Photo: Sue Vincent
“He never would’ve been out there without his hat.”
Elizabeth shook her head in suppressed exasperation. Of course her mother would find fault.
The older woman perched on the edge of the folding chair that Elizabeth and the fresh-faced health-carer had dragged over for her. The flickering episodes of weakness and disorientation had grown more frequent since Grandfather died. Perhaps it had been the shock of finding him, as her mother had, slumped against the edge of the bathtub. Perhaps it had been the letting go that followed endless years of caring for an increasingly ailing parent. Perhaps it was her mother taking on the role of family invalid.
The doctors certainly did not seem to know.
Or know the difference.
Not that Elizabeth could not understand the wish to let go. She could. Very much so.
Caring for her increasingly moody mother gave her a taste of what it had to have been like for her mother to endure the constant worry over and never-ending bitterness of a man who could no longer do what had sustained him. The amicable if somewhat taciturn grandfather had turned into a fussy, verbally cruel, bed-bound tyrant. Her mother’s father had to have become insufferable.
A little like her mother was becoming.
“They should’ve made a hat. It’s all wrong without a hat.” Her mother scowled.

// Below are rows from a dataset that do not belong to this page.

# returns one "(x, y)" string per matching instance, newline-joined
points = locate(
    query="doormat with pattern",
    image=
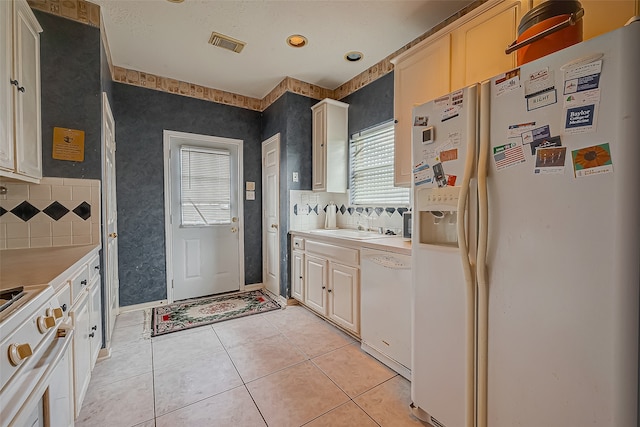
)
(207, 310)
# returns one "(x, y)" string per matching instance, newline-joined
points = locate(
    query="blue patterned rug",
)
(207, 310)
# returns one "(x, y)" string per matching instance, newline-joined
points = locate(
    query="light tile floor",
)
(281, 368)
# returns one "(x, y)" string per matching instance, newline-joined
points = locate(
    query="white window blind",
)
(371, 168)
(205, 186)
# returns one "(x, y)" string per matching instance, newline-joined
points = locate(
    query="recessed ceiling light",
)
(353, 56)
(297, 40)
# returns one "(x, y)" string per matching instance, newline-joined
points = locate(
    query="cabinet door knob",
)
(19, 352)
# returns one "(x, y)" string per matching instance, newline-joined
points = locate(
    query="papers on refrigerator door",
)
(507, 82)
(508, 155)
(582, 77)
(581, 111)
(592, 160)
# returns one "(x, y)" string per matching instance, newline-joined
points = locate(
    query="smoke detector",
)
(226, 42)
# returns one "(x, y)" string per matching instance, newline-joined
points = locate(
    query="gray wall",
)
(70, 76)
(371, 105)
(291, 116)
(141, 115)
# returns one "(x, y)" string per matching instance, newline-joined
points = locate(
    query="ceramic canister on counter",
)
(330, 218)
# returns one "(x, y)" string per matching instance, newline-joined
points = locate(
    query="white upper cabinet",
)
(330, 146)
(420, 74)
(467, 51)
(20, 122)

The figure on the hill leaned into the wind. Impossibly lithe and utterly determined, it embodied how Elizabeth the young child had known him. As far back as she could remember, Grandfather never missed a day of what he’d called his “constitutional.” Rain or shine or wind or hail or mist or blazing sun, her grandfather would leave on his solitary afternoon walk, returning — like clockwork — when the sun had disappeared behind the hill.
Elizabeth would wait for him, her child’s body pressed against the stone fence that bordered the estate, and watch his shadow edge on home, his walking stick as part of him as any limb could be. At some point his tweed pants would materialize at the bottom of the shadow, and in another step or two the rest of him would unveil into certainty.

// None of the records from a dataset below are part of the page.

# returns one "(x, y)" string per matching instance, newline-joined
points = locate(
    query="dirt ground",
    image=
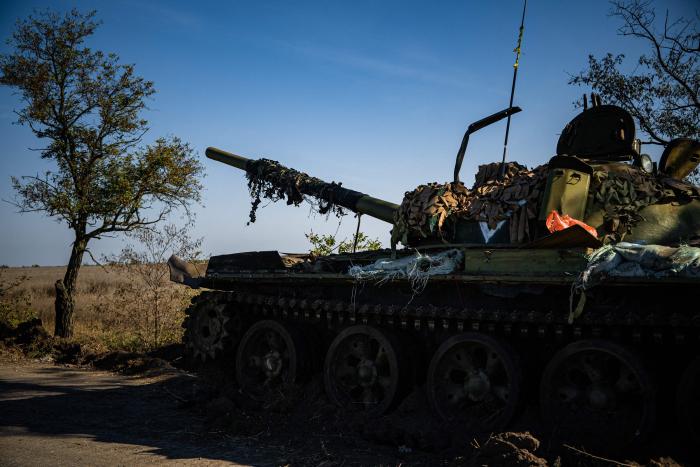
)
(61, 415)
(55, 415)
(148, 412)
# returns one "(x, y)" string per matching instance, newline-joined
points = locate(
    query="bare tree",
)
(87, 107)
(663, 91)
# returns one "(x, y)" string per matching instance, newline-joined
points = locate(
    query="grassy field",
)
(117, 307)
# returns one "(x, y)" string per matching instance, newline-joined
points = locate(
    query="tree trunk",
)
(65, 301)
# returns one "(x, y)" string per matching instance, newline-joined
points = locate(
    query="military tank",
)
(482, 299)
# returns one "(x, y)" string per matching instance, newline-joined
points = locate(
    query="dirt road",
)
(52, 415)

By the time he’d reach the gate, his windblown face would hold a smile for her. He’d nod a welcome, compensating with it for the long wait, for the yearning that he’d take her along (he never did, nor had he taken any of his children before that), and for the fluttery worry that perhaps the shadowed figure was not Grandfather at all, but in fact an elf or ghost or some trickster’s apparition.
She gazed at the silhouette on the hill, its stride frozen forever in the time before a stroke changed everything.
Hat or not, this was how he’d want to be remembered.
“He’d stuff the hat in his pocket when the wind was high,” she whispered, her voice full of sudden sorrow. “He’d pull it out and put it on a step before he reached the gate.”
Her mother’s mouth opened in preparation for automatic argument, but then the wrinkled corners turned down as a quiver shook her chin.
“He did,” her voice a child’s in elder’s clothing. “It is exactly what he’d do.”
Elizabeth squeezed her mother’s shoulder and the older woman placed a trembling hand over her daughter’s.
“It is perfect, then,” her mother murmured. “I’d forgotten. Take me home, Lizzy. Let us allow him his constitutional in peace, now that he can once more go about it.”